滝口:今の伊藤さんのお話にまったく同感で、第一弾としてどういう情報があるかを把握するためには意味がありますが、これをそのまま差し出されても正直、届かないと思います。「無業の若者」、「野宿の若者」というように、これをターゲットに合わせて再編集したうえで発信していく必要があるかな、と思います。
「若者リアル」は支援者向けの冊子ということで作りました。大学のゼミで使うことを考えて作りましたが、高校や中学校でも使いたいと話がきて、高校版、中学生版を作ることにしました。中学生の場合はチラシにしましたが、誰に届けるかで媒体の形も変わっていくのではないでしょうか。
支援団体の連携可能性
瀬名波:ホームレスの問題は色々な問題と地続きで、ホームレスであること自体が単体で問題というよりは、そこに至るまでに学校教育の中で排除されてきたなど社会的排除の結果がホームレス状態だとすれば、社会的困難を抱える若者に向けてというのは広くて分かりにくさもありますが、私たちはそこから出発していくしかないと考えています。
色々な方の発表を聞きながら、インターネットの持つ可能性は大きいことに改めて気づかされました。

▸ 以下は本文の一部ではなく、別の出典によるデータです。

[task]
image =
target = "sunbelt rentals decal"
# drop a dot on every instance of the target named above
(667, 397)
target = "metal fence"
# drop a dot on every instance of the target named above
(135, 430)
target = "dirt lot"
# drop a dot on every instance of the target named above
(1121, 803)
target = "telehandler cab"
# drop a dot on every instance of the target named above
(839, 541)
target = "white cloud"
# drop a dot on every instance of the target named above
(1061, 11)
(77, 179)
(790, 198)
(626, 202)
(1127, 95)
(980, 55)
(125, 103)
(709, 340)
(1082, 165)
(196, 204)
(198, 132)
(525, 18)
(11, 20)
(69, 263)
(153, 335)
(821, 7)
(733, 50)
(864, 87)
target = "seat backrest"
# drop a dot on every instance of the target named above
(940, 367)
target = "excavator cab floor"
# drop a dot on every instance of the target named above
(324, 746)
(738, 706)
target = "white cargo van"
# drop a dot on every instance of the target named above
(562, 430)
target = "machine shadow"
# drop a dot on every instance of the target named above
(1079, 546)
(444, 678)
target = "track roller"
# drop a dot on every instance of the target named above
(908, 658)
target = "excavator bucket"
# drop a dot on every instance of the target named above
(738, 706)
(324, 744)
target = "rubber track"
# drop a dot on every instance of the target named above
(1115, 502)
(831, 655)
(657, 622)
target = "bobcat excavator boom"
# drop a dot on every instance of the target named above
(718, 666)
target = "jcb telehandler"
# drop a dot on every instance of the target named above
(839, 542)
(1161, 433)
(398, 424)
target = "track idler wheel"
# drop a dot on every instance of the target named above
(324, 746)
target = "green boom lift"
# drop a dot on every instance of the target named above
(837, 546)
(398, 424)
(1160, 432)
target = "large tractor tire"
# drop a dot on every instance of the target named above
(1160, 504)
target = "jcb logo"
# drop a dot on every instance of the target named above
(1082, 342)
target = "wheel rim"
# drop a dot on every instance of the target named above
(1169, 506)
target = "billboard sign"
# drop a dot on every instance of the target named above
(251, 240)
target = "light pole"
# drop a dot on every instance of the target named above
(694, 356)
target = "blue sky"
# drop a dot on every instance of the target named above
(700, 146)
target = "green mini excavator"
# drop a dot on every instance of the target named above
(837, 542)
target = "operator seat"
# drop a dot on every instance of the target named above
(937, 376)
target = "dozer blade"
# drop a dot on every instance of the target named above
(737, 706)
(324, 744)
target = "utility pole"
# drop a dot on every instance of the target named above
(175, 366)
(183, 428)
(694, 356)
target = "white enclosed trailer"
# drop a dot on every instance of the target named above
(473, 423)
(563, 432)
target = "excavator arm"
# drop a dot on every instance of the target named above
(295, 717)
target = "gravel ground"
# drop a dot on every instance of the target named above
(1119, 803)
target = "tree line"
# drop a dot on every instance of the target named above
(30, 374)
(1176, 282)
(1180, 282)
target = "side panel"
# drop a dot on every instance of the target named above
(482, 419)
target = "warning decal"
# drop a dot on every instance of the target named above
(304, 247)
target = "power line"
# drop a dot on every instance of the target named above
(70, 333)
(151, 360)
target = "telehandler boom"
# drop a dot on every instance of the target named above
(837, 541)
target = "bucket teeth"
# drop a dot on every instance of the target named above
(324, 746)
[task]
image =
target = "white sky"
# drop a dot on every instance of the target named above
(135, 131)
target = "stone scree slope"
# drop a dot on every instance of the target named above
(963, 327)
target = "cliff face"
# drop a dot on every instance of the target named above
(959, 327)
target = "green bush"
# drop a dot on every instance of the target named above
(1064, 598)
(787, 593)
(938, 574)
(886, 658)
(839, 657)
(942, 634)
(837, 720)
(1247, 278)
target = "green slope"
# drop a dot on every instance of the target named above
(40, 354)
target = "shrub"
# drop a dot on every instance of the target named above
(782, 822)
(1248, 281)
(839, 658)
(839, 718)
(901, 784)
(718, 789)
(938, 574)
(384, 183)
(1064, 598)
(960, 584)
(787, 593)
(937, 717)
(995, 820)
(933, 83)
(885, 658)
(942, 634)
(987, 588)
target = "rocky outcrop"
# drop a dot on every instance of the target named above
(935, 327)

情報を届けたい当事者に向けて内容を細分化するというのは、紙媒体では難しくてもネットであれば検索の項目一つで可能になります。また、見えない当事者に情報を届けたいと思ったときに、1つの団体がリーチできるところは限られているとも思いました。
ビッグイシューからは見えていない当事者でも、例えばOVAの伊藤さんからは見えているというケースもたくさんあると思うんです。自分の近くには見えている当事者がいるので、そこは団体間のつながりを活用して、情報を届けるためにそれぞれの「当事者」を重ね合わせていくということが必要になっていくと思います。
塩山:ネットワークもそうですが、様々な団体が見えているソリューションとかコンテンツがあって、ビッグイシューさんが持っているメディアと組み合わせていくということですね。では、実際にどういったことができるのか、というのが疑問に感じました。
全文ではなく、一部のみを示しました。